Непростые были для нас эти годы, но богатые содержанием. Это были годы счастливых встреч. Новых, но закрепившихся и становившихся все более дорогими, старых и возобновившихся и также дорогих.
Владимир Дмитриевич Бонч-Бруевич – с ним я был знаком с 1934 года, а за время моего воркутинского сидения с ним сблизилась Наташа, пользовавшаяся его вниманием и помощью в связанных со мной делах328
.Надежда Авксентьевна Субботина и Михаил Семенович Перуцкий329
– чета художников, нищенски живших, не замечавших нищеты за страстной преданностью искусству. Михаил Семенович преподавал в каком-то художественном училище, на его скромную зарплату жили они оба. Каждый день отправлялись в Подмосковье или бродили по каким-то уголкам Москвы, на этюды. Жили в мире импрессионистической живописи и в ее духе работали сами. Надежда Авксентьевна нигде не служила. Эта чета проживала в доме на Большой Полянке № 36, а в том же доме жила Наташина двоюродная сестра. Наташа останавливалась у нее всякий раз, когда бывала в Москве. Соседство с художниками вскоре перешло в дружбу Наташи с ними. Дружбу взаимную. Комната, точнее, комнатка, двоюродной сестры Наташи стала и первым моим кровом в Москве. Не единственным.В те годы, о которых пишу, я представлял собой классический образец бомжа, как теперь принято говорить. Нередко ночевал у художников. Перефразируя классика, мог бы обратиться к их дивану, служившему мне ложем: «Многоуважаемый диван, с твоими впадинами и торчащими наружу пружинами ты был моим верным приютом». Когда укладывался спать, Надежда Авксентьевна за неимением лишнего одеяла трогательно укрывала меня стареньким пальто. Нужда не омрачала жизни, ее словно и не было. Михаил Семенович, склонный к юмору, любил обращаться к одесскому жаргону: «Закипите мне чайник», – обращался к жене.

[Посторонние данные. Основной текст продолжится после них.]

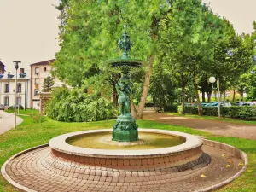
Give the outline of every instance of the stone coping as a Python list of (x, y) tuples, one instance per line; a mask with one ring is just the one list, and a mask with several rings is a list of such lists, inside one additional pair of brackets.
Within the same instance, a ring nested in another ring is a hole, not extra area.
[(192, 136), (187, 133), (166, 131), (166, 130), (155, 130), (155, 129), (138, 129), (140, 132), (153, 132), (167, 134), (173, 136), (179, 136), (184, 137), (186, 142), (177, 146), (170, 148), (161, 148), (156, 149), (143, 149), (143, 150), (106, 150), (106, 149), (93, 149), (81, 147), (76, 147), (68, 144), (66, 141), (71, 137), (81, 136), (88, 133), (98, 133), (98, 132), (109, 132), (112, 129), (103, 130), (90, 130), (77, 132), (71, 132), (64, 135), (61, 135), (52, 138), (49, 142), (49, 146), (56, 151), (75, 154), (79, 156), (88, 157), (102, 157), (102, 158), (145, 158), (154, 157), (170, 154), (184, 153), (192, 148), (201, 147), (203, 143), (202, 139), (196, 136)]
[[(215, 147), (216, 148), (223, 148), (225, 151), (230, 152), (231, 154), (241, 157), (244, 160), (244, 165), (243, 165), (243, 167), (236, 174), (235, 174), (231, 177), (226, 179), (225, 181), (223, 181), (223, 182), (218, 183), (218, 184), (212, 185), (211, 187), (205, 188), (205, 189), (199, 189), (199, 190), (195, 190), (196, 192), (212, 191), (212, 190), (219, 189), (219, 188), (223, 187), (224, 185), (226, 185), (229, 183), (230, 183), (233, 180), (235, 180), (236, 177), (238, 177), (240, 175), (241, 175), (242, 172), (247, 169), (247, 164), (248, 164), (248, 158), (247, 158), (246, 153), (244, 153), (243, 151), (241, 151), (238, 148), (234, 148), (233, 146), (230, 146), (230, 145), (228, 145), (228, 144), (225, 144), (225, 143), (218, 143), (218, 142), (214, 142), (214, 141), (210, 141), (210, 140), (207, 140), (207, 139), (204, 139), (203, 144), (204, 145), (212, 146), (212, 147)], [(11, 160), (15, 160), (15, 158), (17, 158), (17, 157), (19, 157), (19, 156), (20, 156), (22, 154), (26, 154), (28, 152), (34, 151), (34, 150), (37, 150), (38, 148), (44, 148), (44, 147), (47, 147), (47, 146), (48, 146), (48, 144), (44, 144), (44, 145), (37, 146), (37, 147), (34, 147), (34, 148), (26, 149), (26, 150), (24, 150), (24, 151), (22, 151), (22, 152), (20, 152), (19, 154), (16, 154), (13, 155), (1, 167), (1, 173), (2, 173), (3, 177), (10, 184), (12, 184), (14, 187), (15, 187), (16, 189), (19, 189), (21, 191), (37, 192), (37, 191), (35, 191), (33, 189), (31, 189), (29, 188), (26, 188), (25, 186), (22, 186), (22, 185), (17, 183), (15, 181), (14, 181), (12, 178), (10, 178), (10, 177), (9, 177), (9, 175), (6, 172), (6, 166), (7, 166), (7, 165)]]

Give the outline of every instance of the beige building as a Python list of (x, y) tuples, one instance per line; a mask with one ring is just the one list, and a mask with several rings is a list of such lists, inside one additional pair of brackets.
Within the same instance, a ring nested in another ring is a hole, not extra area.
[[(40, 109), (39, 92), (43, 90), (43, 84), (45, 78), (50, 74), (51, 65), (55, 60), (48, 60), (31, 64), (31, 106), (34, 109)], [(55, 79), (56, 82), (56, 79)]]
[[(14, 74), (0, 74), (0, 104), (4, 105), (6, 109), (15, 106), (15, 79)], [(16, 105), (30, 108), (30, 78), (29, 75), (26, 77), (24, 68), (18, 69), (16, 92)]]

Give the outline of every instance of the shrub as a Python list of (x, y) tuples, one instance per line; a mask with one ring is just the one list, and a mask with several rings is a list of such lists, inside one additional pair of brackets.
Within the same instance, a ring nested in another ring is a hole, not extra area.
[[(23, 110), (24, 109), (24, 107), (22, 105), (19, 105), (19, 106), (16, 106), (16, 109), (18, 109), (18, 107), (19, 107), (19, 109), (20, 110)], [(15, 106), (10, 106), (8, 108), (9, 110), (15, 110)]]
[(189, 114), (198, 114), (198, 110), (196, 107), (190, 107), (190, 106), (186, 106), (185, 107), (185, 113), (189, 113)]
[[(196, 107), (185, 107), (186, 113), (197, 114)], [(202, 114), (207, 116), (218, 116), (218, 108), (203, 108)], [(256, 107), (252, 106), (231, 106), (221, 107), (220, 115), (231, 119), (243, 120), (256, 120)]]
[(177, 113), (178, 111), (177, 108), (178, 108), (179, 105), (180, 105), (179, 103), (174, 102), (171, 105), (165, 106), (164, 107), (164, 111), (165, 112), (175, 112), (175, 113)]
[(47, 105), (48, 115), (59, 121), (84, 122), (109, 119), (117, 110), (99, 94), (87, 94), (82, 90), (59, 88), (53, 91), (53, 98)]
[(30, 113), (29, 116), (33, 119), (34, 123), (43, 123), (48, 120), (47, 117), (37, 112)]

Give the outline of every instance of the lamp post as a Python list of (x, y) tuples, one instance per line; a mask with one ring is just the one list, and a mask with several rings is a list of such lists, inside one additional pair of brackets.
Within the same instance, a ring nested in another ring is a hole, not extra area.
[(18, 68), (19, 68), (19, 63), (20, 63), (20, 61), (14, 61), (14, 65), (16, 69), (16, 76), (15, 76), (15, 129), (16, 129), (17, 126), (17, 114), (16, 114), (16, 102), (17, 102), (17, 76), (18, 76)]
[(219, 79), (218, 77), (217, 78), (217, 88), (213, 87), (213, 83), (216, 82), (216, 79), (214, 77), (209, 78), (209, 82), (212, 83), (212, 86), (214, 90), (218, 90), (218, 119), (220, 119), (220, 91), (219, 91)]

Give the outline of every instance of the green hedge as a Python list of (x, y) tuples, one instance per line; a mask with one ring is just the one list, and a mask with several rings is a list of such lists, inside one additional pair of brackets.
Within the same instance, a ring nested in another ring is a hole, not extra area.
[[(197, 114), (196, 107), (185, 107), (185, 113)], [(207, 116), (218, 116), (218, 108), (203, 108), (202, 114)], [(256, 108), (250, 106), (221, 107), (220, 115), (236, 119), (256, 120)]]

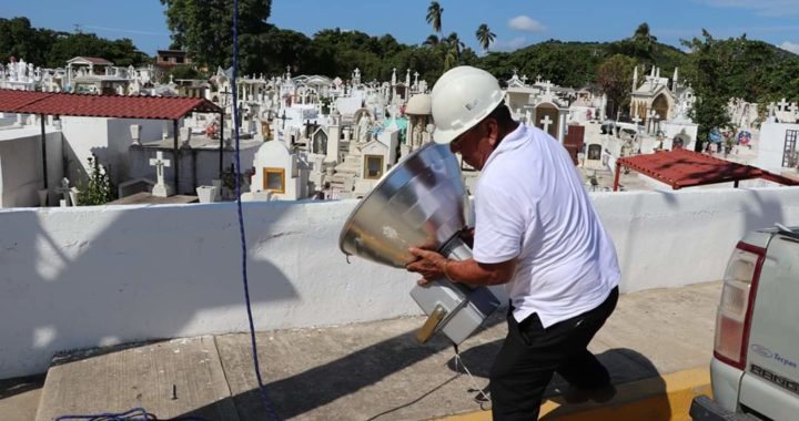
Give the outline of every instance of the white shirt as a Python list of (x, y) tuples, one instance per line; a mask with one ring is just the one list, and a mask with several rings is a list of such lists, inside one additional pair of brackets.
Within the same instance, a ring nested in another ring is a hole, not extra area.
[(517, 258), (514, 318), (546, 328), (599, 306), (618, 285), (614, 244), (566, 150), (519, 124), (488, 157), (474, 197), (474, 259)]

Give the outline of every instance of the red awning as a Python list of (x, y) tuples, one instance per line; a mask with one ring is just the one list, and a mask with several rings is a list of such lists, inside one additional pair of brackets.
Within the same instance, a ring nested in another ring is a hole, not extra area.
[(670, 185), (674, 189), (749, 178), (765, 178), (786, 185), (799, 185), (793, 179), (751, 165), (719, 160), (682, 148), (619, 158), (616, 161), (614, 191), (618, 189), (618, 174), (621, 167), (646, 174)]
[(0, 90), (0, 111), (111, 119), (178, 120), (191, 112), (221, 113), (203, 97), (122, 96)]

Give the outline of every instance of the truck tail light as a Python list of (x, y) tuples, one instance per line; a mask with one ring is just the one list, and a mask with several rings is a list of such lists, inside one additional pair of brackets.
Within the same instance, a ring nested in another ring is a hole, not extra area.
[(727, 264), (716, 312), (714, 356), (741, 370), (746, 367), (751, 308), (765, 255), (763, 248), (738, 243)]

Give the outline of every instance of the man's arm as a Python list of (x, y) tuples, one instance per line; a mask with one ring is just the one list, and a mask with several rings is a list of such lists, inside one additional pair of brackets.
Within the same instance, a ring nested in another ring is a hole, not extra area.
[(406, 266), (408, 271), (423, 276), (418, 285), (442, 277), (469, 285), (500, 285), (508, 283), (516, 271), (516, 258), (498, 264), (482, 264), (475, 259), (447, 259), (438, 253), (421, 248), (411, 248), (409, 251), (419, 258)]

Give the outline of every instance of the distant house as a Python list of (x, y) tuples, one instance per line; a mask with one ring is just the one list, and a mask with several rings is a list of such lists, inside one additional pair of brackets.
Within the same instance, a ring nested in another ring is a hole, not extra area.
[(67, 91), (123, 95), (130, 78), (122, 68), (97, 57), (77, 57), (67, 61)]
[(155, 65), (163, 70), (170, 70), (176, 65), (191, 64), (191, 58), (183, 50), (158, 50)]

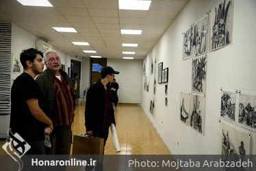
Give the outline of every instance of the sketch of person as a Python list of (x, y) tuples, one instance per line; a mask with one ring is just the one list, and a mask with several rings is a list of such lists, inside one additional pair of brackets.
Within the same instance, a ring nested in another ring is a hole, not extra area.
[(201, 43), (201, 53), (203, 53), (206, 52), (207, 49), (207, 27), (203, 25), (203, 31), (202, 31), (202, 43)]
[(183, 39), (183, 58), (190, 56), (192, 46), (192, 27), (185, 34)]
[(200, 101), (196, 96), (196, 103), (194, 104), (193, 111), (191, 115), (190, 126), (199, 132), (202, 132), (202, 117), (201, 110), (199, 110)]
[(244, 149), (244, 144), (243, 141), (241, 141), (241, 146), (240, 146), (238, 148), (239, 148), (239, 153), (240, 153), (241, 157), (243, 159), (246, 154), (246, 151)]
[(181, 120), (183, 122), (187, 122), (187, 119), (188, 118), (188, 112), (185, 109), (184, 106), (184, 98), (182, 98), (182, 103), (181, 107)]
[(15, 59), (15, 64), (14, 64), (14, 68), (13, 68), (14, 73), (21, 73), (21, 68), (20, 66), (20, 62), (18, 59)]
[(203, 92), (203, 81), (206, 79), (206, 57), (202, 57), (197, 60), (195, 66), (193, 87), (199, 92)]
[(212, 27), (213, 35), (212, 37), (212, 49), (223, 47), (230, 43), (229, 32), (225, 30), (226, 19), (230, 1), (225, 8), (226, 0), (215, 8), (215, 21)]

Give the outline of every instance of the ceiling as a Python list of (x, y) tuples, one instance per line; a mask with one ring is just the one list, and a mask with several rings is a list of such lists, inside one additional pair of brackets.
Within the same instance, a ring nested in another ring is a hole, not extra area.
[[(0, 22), (15, 23), (71, 55), (143, 59), (188, 0), (152, 0), (148, 11), (118, 10), (118, 0), (49, 1), (53, 7), (23, 6), (16, 0), (0, 0)], [(57, 32), (52, 27), (74, 27), (77, 33)], [(142, 29), (142, 34), (120, 34), (120, 29)], [(88, 42), (90, 46), (75, 45), (73, 41)], [(122, 43), (138, 46), (125, 47)]]

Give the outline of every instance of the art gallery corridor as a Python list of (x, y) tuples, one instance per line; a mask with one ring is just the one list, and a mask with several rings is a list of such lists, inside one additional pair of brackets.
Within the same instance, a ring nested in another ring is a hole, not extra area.
[[(84, 133), (84, 105), (76, 109), (73, 133)], [(116, 153), (110, 129), (105, 155), (168, 155), (170, 152), (138, 104), (120, 103), (114, 107), (120, 153)]]
[[(73, 134), (84, 133), (84, 105), (75, 111)], [(114, 107), (116, 132), (120, 153), (116, 153), (110, 134), (105, 148), (105, 155), (168, 155), (170, 152), (138, 104), (118, 104)], [(0, 140), (1, 146), (5, 139)], [(72, 151), (72, 150), (71, 150)], [(0, 148), (0, 154), (6, 153)]]

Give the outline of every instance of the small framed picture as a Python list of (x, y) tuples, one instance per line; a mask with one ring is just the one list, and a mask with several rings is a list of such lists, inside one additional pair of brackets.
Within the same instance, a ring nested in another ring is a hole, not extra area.
[(163, 62), (158, 64), (158, 75), (157, 75), (157, 82), (159, 83), (162, 83), (162, 71), (163, 70)]
[(168, 68), (165, 68), (163, 71), (164, 73), (163, 83), (168, 83)]
[(162, 82), (164, 83), (164, 70), (162, 70)]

У этой четы по вечерам не переводились гости: художники, такие же нищие, как и хозяева, не поступавшиеся своим импрессионистическим первородством ни за какую похлебку. Они являлись: мужчины – в широкополых шляпах, в блузах, цвет которых трудно было определить из‐за многочисленных стирок, шеи их были повязаны пышными крепдешиновыми бантами сомнительной чистоты. Одежды художниц, неброские, но оригинальные, описать не берусь. Многим из них сослужили добрую службу унаследованные от бабушек гардеробы. Встречи сопровождались показом картин, их оживленно обсуждали. Темой разговоров, неизменно переходивших в споры, являлось искусство – живопись, скульптура, поэзия. Это были простодушные, нравственно чистые люди, даже укоры по адресу художников, преуспевших на ниве соцреализма, отличались беззлобием. В жизнеотношении этих людей сказывалось что-то детское. Мы с Наташей чувствовали себя полноправными членами этой большой семьи – оазиса дружелюбия и духовной свободы.
Чрезвычайным событием в моей и Наташиной жизни стала встреча с профессором – историком русской литературы Николаем Павловичем Сидоровым, относящаяся к середине 1946 года. Встречи могло и не быть, она произошла случайно – тем более мы оценили ее как дар судьбы. Я ничего не знал о Николае Павловиче. Я пришел в его дом, чтобы навестить Владимира Николаевича Сидорова, моего коллегу по преподавательской деятельности в Красноярском педагогическом институте в 1942–1945 годах – известного филолога. Владимира Николаевича не застал, меня пригласили подождать его. Я было вынул из портфеля какую-то книгу, как на пороге показался Николай Павлович: «Здравствуйте, вы к Володе, он скоро придет, зайдемте пока ко мне, побеседуем, и время пройдет скорее».